A. Service. Open and honest communication. Helping people out. In the mortgage situation, a lot of people are coming back to the banks and saying, “We shouldn’t have taken out the note we did, but now we need you to help us.” Unfortunately, in a great number of the cases, there’s nothing we can do. But I think a lot of people are realizing now — for some, too late — the value of using a local institution where you can go in, and if there’s a problem, sit down in front of somebody’s desk and say, “I’m not leaving until we get this matter solved.”
It’s hard to do that when you went online to get your note and the investor is someplace, you know, out there in ether.
Q. What are the biggest problems facing banks right now?
A. Hyper-competition from non-bank entities on both the loan and the deposit side. At the same time, there is a constantly growing level of regulatory burden. At the federal level, if there’s a problem and there’s a way to require the banks to solve it, they’ll go after it. Even things like 9-11 resulted in Congress quickly passing the USA Patriot Act, which has in it a huge amount of new regulations. That came down on the banking industry in our role as economic hall monitors — an early warning system in money transactions.
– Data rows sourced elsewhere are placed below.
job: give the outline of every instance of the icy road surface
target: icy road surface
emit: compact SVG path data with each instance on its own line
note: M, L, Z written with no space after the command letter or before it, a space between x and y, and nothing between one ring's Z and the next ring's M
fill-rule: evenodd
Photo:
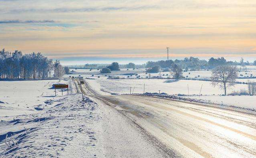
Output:
M116 109L185 158L256 158L255 115L205 105L130 95L84 93Z

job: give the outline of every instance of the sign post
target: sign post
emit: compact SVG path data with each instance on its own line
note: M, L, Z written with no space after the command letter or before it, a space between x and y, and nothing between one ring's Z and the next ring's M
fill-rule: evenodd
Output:
M82 83L81 83L81 77L79 77L79 81L80 81L80 87L81 87L81 92L82 93L82 97L84 100L84 96L83 96L83 90L82 89ZM84 81L83 81L84 82Z
M63 95L63 89L68 88L68 85L66 84L53 84L53 86L55 89L55 96L56 96L56 89L61 89L61 95Z

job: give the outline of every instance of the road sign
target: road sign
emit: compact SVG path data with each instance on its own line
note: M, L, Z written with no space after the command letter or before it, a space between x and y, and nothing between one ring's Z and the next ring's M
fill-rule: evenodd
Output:
M53 84L53 86L55 89L68 88L68 85L65 84Z
M56 96L56 89L61 89L61 95L63 95L63 89L68 88L68 85L66 84L53 84L53 88L55 89L55 96Z

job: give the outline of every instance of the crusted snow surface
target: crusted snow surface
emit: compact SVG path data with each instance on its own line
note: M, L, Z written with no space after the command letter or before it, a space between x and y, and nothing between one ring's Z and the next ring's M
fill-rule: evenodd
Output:
M0 156L74 157L78 150L93 156L96 139L90 126L98 119L97 105L80 97L57 97L46 101L43 112L5 117L0 122Z
M139 94L136 94L135 95L145 95L145 96L152 96L155 97L160 98L167 98L170 99L171 99L174 100L177 100L182 101L184 101L186 102L193 102L195 103L202 103L203 104L206 104L208 105L210 105L211 106L214 106L215 107L220 107L222 108L226 108L231 109L236 109L238 111L241 111L243 112L246 112L248 113L249 113L252 114L256 114L256 107L254 105L251 105L251 106L248 105L251 105L250 103L247 103L245 105L241 105L241 104L239 105L234 105L233 103L233 102L234 101L234 99L236 99L238 98L239 98L240 97L253 97L253 96L213 96L213 97L217 97L218 99L219 99L221 98L221 97L225 97L224 99L223 99L223 101L220 101L219 100L219 101L216 101L215 100L214 100L212 99L212 98L209 98L209 99L207 99L207 98L205 97L207 96L198 96L197 97L195 97L195 96L186 96L186 95L168 95L165 93L162 93L160 94L158 94L157 93L139 93ZM212 95L211 95L210 96L213 96ZM228 98L227 97L229 97ZM253 98L254 98L254 97ZM216 99L216 98L215 98ZM242 99L244 99L244 98L242 98ZM217 100L217 99L216 99ZM226 101L225 101L224 100ZM251 101L249 100L249 101ZM245 101L244 100L244 102Z
M128 118L84 97L57 97L40 112L0 117L0 158L164 157Z

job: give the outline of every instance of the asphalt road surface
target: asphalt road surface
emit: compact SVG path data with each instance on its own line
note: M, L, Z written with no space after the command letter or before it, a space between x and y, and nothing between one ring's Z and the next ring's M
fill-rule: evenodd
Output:
M170 149L163 150L170 157L173 152L184 158L256 158L254 115L150 97L101 95L86 82L82 89L157 140L162 146L156 147Z

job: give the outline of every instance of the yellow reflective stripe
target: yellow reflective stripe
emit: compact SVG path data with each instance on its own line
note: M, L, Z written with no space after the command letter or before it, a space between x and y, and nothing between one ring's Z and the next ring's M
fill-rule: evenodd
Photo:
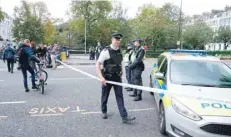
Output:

The Sarbanes-Oxley Act is another one that has to do with everything from approval of boards of directors, to oversight and approval of internal actions that have gone on to new auditing requirements that are extremely expensive. And these are all things in which there is no way to earn from the investment of resources to comply with those regulatory requirements.
Q. I would guess the regulatory environment isn’t going to get any better in the years to come.
A. I was holding out hope until recently and what we’ve seen coming out of Washington in this subprime mortgage crisis. I don’t know whether I feel good or more frustrated by the fact that those in power and positions to make decisions about our future say they recognize that we’re not responsible, but we’re going to have to pay a price.
Q. Have the bankers and their various associations been talking to their congressmen about it?
A. I think if you spoke to New Hampshire’s members of Congress, they’d all tell you that they think they hear from us more than enough, thank you very much. But our concerns have been raised to the level that last May we actually asked the question, do we believe that there is a long-term future for the banking industry? And we really couldn’t answer the question. We hope there is. We want to fight to make sure that there is, but we’re not positive. And that’s an important point to be at because I don’t think 10 years ago, we would have even asked the question.
I think the state of New Hampshire needs to be concerned about the future of the banking industry. Because if those institutions go away, the question is, what’s left?